Public offering of shares (dilution); merger, reorganization or liquidation (acquisition or privatizing); sale or transfer of material amounts of assets (no large block sales); change in board or management; changes in capitalization; changes in corporate structure or bylaws; plans to de-list stock; or any similar corporate actions. These are self-explanatory, and answer most of the rumors. Board member Jack Schuler also owns 21.56% of OS, at 7,357,512 shr, with 3 recent open market acquisitions of 403K. In 2013, as of Sept. 9, insiders have made 17 acquisitions and 1 sale. On Aug. 19, the Schuler Family Foundation purchased 1,325,300 open market shares of GTx, avg PPS $1.475; on Aug. 20, it purchased 350,000 open market shr, avg $1.45/shr (A large insider purchase, or what?). As an aside, GTx has very strong anti-takeover clauses in its terms of incorporation, including a "poison pill" provision. I hope the above is reassuring to investors.
Selected financial data
Immediately following release of the POWER results, there was a dramatic weakening of GTx fundamentals. The share price [PPS] plunged immediately, falling 65% to $1.43, leaving a MC of 94M, a 68% drop (current MC, 121.9M). August short interest increased 32%, to 30.39%. Previous bullish analysts downgraded their recommendations: WedBush, from Outperform to Neutral, TP $2.00; Jefferies (NYSEARCA:CRBQ), Buy to Hold, PT $1.50; Lazard Capital (NYSE:LAZ), Buy to Neutral; Stifel Nicolaus (NYSE:SF), Buy to Hold; and Leerink Swann, Market Perform, TP $1.00. These are low ball. The cash reserves were $31.6M as of Q3, and GTx still states there is enough money for the rest of the year. I had the opportunity to speak with Dr. Mitch Steiner, CEO of GTx. There are ongoing discussions with possible big pharma partners, and possibly "other fronts" for funding, excluding the above. A presentation of the company overview was held yesterday (Sept. 11) at the Stifel Nicolaus 2013 Healthcare Conference, and there was an immediate rally, +$0.34 to $1.93 (21.38%), but retrenched yesterday by $0.11 (5.7%).
Invest in GTx
I am still a GTx bull, and have recently "averaged down" my portfolio, as other bulls are doing. Anyone who has followed me knows that I've been patiently waiting for a short squeeze. Based on Wednesday, it looks there might be some drift in that direction. I hope, and think, this may portend a momentum change.
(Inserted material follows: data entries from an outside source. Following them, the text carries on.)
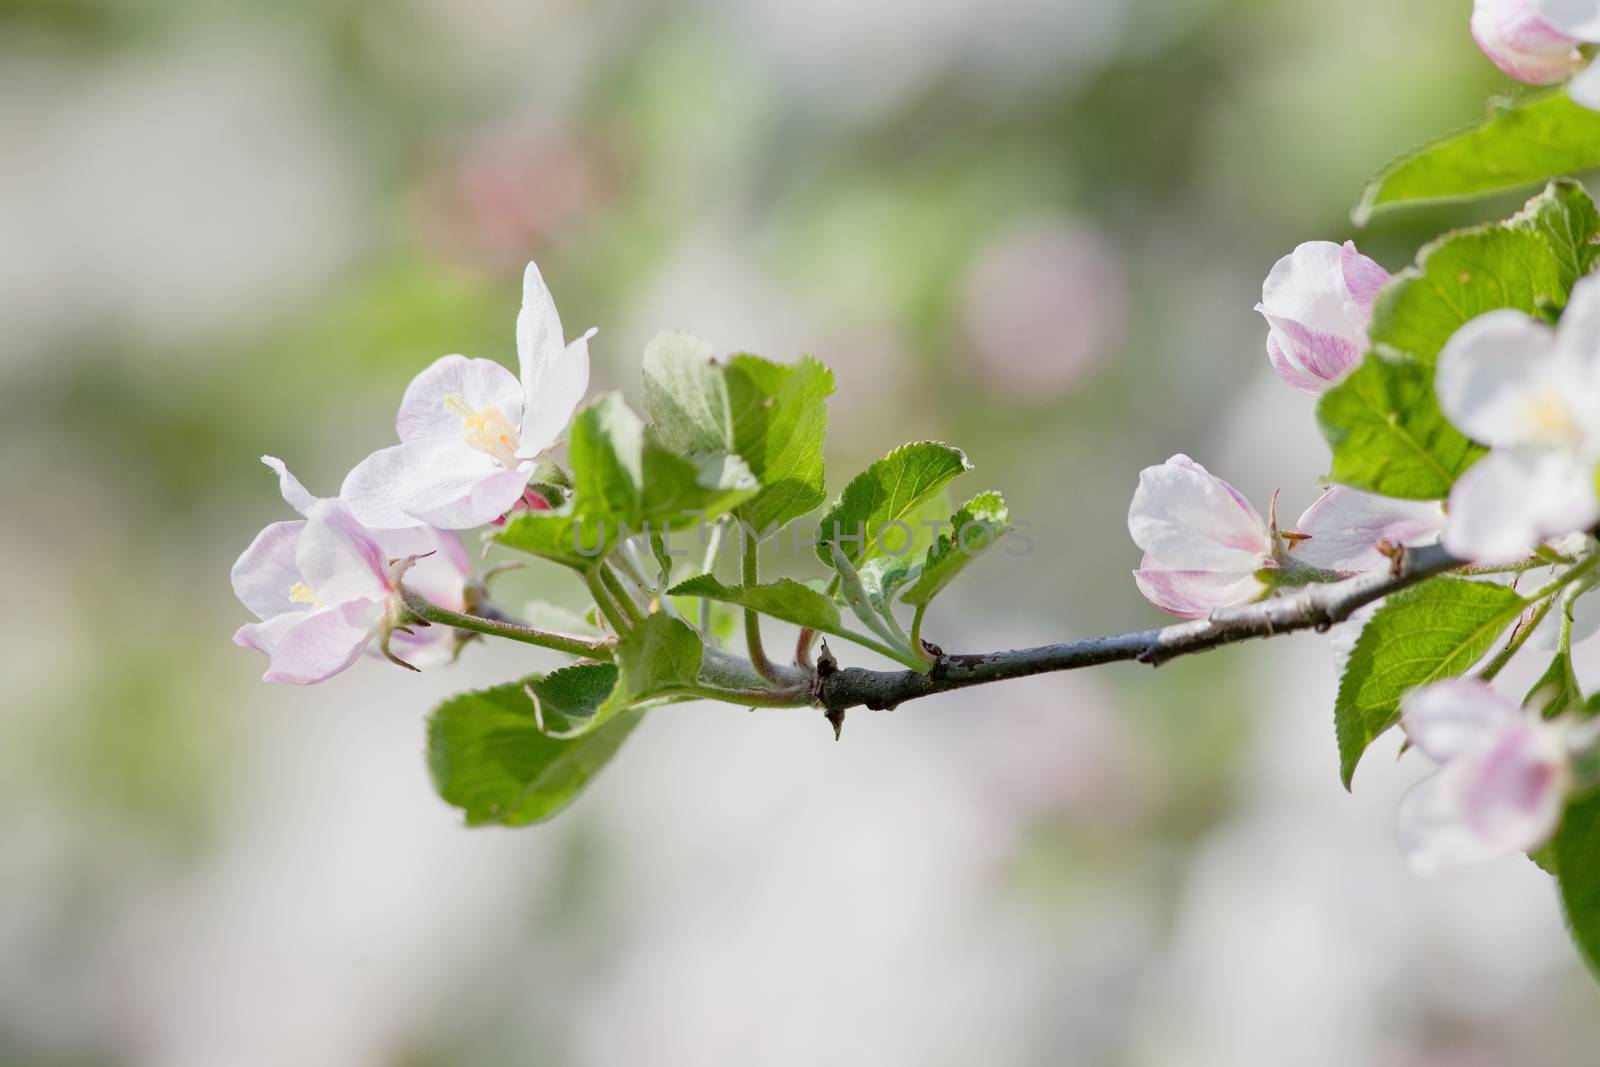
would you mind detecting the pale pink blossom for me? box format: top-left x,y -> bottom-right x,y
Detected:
1397,679 -> 1596,876
1472,0 -> 1585,84
1436,274 -> 1600,562
1287,486 -> 1446,574
234,457 -> 471,682
1129,455 -> 1272,618
341,260 -> 593,529
1256,241 -> 1389,394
Some analysts interpret a large short interest as bullish. Shorts now control a third of the tiny float, so when they decide to cover, with limited shares available, PPS will be driven up. As noted, two board members have recently sopped up some more of the float. At this point, the wise course is to cover. So I reiterate a Strong Buy for GTx at these bargain prices; and, for shorts, do yourselves a favor and think about closing your positions.
Disclosure: I am long GTXI. I wrote this article myself, and it expresses my own opinions. I am not receiving compensation for it (other than from Seeking Alpha). I have no business relationship with any company whose stock is mentioned in this article.